As I approach the table, the short woman draws me into a tight hug. “I’m so proud, Alex! This is a great day for all of us.”

The younger man embraces me as well. “Knock ‘em dead, Lexy,” he whispers, lips brushing my ear. He passes me a speech.

The old man is silent and stony.

I take to the podium, speech in hand. Oh, good, it’s short.

I look to the consuls, and Valeria mouths to me.

Hard sell. Here we go.

 

“It seems like just yesterday we lived in a different world. In many ways, yesterday is aeons past, and tomorrow will never arrive. How many days did we feel that the present was eternal, that change could never come in our lifetimes, that the city and the nation that we dreamed of was merely a dream?

“Yet it was the distant past and the unattainable future that saw us to this day. When our steps flagged and our strength waned, we remembered the pain of our parents and grandparents, and we longed for our children and grandchildren. The past and the future were our constant companions, and they must continue to be. We honor the memory of Our Fallen Star and all the sacrifices we made to save ourselves from poverty, slavery, suffering and despair. We hold our wishes for prosperity, liberty, joy and hope as the light that guides us into the dark days yet to come.

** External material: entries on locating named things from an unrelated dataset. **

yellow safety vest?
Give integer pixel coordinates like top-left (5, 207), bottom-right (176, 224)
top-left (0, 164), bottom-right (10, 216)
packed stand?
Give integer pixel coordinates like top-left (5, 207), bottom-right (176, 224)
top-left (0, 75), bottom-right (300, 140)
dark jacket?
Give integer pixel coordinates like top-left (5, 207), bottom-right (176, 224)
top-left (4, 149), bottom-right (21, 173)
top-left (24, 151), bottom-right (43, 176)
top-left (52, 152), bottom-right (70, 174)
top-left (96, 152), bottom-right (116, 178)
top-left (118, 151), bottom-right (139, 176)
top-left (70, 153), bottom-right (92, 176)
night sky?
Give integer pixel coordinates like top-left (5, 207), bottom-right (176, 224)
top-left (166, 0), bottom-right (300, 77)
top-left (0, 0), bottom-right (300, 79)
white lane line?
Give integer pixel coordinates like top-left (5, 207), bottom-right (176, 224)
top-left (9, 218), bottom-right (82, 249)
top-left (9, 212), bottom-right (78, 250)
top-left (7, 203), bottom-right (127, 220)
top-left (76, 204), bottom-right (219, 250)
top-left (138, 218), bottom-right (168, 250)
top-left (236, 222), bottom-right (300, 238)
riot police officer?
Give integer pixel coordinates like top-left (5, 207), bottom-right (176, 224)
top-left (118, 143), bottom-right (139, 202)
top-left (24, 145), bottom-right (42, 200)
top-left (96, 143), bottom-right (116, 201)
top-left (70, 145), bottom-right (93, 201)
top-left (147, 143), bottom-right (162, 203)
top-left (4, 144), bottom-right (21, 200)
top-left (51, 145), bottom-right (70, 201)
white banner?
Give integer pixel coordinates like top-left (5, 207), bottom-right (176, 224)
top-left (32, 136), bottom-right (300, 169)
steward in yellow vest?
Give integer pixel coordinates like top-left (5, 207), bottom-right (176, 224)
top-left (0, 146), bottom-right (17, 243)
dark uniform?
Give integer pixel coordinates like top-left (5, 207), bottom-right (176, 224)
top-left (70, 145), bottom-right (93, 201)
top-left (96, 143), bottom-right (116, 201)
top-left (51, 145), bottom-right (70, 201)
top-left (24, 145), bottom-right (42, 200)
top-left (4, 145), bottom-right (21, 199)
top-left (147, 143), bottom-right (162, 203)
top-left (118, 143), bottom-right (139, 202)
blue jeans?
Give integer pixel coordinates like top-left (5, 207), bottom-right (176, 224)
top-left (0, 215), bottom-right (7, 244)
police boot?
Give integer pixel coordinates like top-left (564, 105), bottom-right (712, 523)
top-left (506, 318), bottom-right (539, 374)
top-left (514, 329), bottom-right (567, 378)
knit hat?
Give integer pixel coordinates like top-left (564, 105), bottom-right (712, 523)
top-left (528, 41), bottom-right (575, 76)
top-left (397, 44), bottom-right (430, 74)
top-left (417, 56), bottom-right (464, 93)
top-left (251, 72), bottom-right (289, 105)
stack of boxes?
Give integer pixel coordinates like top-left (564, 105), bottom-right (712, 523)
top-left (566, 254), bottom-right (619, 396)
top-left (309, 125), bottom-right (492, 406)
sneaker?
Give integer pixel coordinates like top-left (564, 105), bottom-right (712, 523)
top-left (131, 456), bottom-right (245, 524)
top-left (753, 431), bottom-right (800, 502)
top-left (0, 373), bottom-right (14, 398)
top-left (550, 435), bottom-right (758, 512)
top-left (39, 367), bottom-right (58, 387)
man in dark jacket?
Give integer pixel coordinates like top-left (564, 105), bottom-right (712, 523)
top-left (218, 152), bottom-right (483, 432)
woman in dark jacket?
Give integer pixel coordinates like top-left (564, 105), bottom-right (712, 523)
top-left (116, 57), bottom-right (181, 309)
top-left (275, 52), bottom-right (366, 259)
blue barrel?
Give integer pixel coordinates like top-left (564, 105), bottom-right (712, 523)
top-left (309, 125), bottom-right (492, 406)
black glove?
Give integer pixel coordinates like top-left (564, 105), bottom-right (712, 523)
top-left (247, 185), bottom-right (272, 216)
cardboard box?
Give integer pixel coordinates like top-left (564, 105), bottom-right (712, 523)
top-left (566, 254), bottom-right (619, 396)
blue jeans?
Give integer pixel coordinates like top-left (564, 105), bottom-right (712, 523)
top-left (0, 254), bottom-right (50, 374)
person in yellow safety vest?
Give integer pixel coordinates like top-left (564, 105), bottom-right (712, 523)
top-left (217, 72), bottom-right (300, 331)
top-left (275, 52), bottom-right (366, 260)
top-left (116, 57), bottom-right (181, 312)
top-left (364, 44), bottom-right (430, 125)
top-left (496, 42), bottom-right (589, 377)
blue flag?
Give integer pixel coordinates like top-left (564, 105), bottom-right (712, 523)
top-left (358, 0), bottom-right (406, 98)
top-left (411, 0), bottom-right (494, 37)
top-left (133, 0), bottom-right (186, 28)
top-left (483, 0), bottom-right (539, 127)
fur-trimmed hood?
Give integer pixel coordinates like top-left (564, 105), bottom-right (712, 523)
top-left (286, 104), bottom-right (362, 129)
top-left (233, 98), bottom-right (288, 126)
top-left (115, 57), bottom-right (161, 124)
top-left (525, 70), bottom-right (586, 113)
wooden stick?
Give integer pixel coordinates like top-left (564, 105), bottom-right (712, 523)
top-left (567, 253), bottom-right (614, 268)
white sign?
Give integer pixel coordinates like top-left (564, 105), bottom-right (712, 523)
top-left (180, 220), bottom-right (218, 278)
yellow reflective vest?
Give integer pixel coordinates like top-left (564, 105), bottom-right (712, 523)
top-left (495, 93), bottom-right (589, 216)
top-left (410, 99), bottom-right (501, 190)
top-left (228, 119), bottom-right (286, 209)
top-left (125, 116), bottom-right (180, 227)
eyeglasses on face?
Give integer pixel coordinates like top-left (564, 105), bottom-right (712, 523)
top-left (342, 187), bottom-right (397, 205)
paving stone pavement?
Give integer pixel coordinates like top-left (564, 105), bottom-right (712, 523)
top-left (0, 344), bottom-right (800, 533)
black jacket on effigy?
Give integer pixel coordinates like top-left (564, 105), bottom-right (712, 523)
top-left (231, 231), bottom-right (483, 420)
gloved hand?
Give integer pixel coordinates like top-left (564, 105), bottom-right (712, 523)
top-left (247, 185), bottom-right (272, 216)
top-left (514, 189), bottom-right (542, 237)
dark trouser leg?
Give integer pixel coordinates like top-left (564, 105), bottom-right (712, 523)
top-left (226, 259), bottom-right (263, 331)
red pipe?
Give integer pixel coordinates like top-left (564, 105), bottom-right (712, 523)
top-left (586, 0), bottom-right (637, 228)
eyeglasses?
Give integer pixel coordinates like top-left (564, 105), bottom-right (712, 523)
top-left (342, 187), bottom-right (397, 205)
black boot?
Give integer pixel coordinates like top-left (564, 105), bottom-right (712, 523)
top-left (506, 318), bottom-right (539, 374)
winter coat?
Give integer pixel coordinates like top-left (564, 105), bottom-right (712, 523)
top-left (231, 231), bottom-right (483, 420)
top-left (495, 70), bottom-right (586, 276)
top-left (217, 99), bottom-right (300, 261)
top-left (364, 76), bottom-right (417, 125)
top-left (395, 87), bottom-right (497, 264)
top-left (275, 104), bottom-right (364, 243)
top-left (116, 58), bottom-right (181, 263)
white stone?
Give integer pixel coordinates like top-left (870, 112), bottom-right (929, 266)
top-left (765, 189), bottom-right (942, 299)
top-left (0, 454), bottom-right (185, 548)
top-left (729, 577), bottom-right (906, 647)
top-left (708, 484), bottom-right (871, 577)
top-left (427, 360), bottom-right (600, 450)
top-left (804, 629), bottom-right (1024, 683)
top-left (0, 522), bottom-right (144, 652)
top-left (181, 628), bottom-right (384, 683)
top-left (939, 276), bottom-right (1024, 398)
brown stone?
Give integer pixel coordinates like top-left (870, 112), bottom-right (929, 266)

“And like a flash of lightning from on high, we have changed our world. With clear eyes and the highest standards we walk arm in arm into the desert, ready to make it bloom.”

“As Prime Innovator, Consul Calla Peck will show us how prosperity is the entitlement of all those who strive for it.

“As Prime Defender, Consul Charles Sterling will ensure our liberty against foes within and without.”

“As Prime Coordinator, Consul Virgus Ricimer will guarantee that the tools of industry build a joyful tomorrow that honors our past.”

“And as Proconsul, Valeria Baculum will reach out to all the voices of our nation and bring their hopes into reality.

“You have honored and humbled me by choosing me as Electus, and I can only hope that I live up to the promise I make today: It’s a new day under a new sun, and I will rush out to greet it. May angels guide you, and may angels guide Free Fortune!”

The crowd erupts into cheers and applause, calls of love and adoration.

What a bunch of rubes.

 

The five of us sit down at the table and Valeria runs us through the items in the dossier. I tune out much of the discussion, nodding in approval when they look to me for confirmation on a unanimous decision. While the Consuls go back and forth on grain storage and wealth redistribution and defensive readiness, I frame my chin with one hand and scan the room.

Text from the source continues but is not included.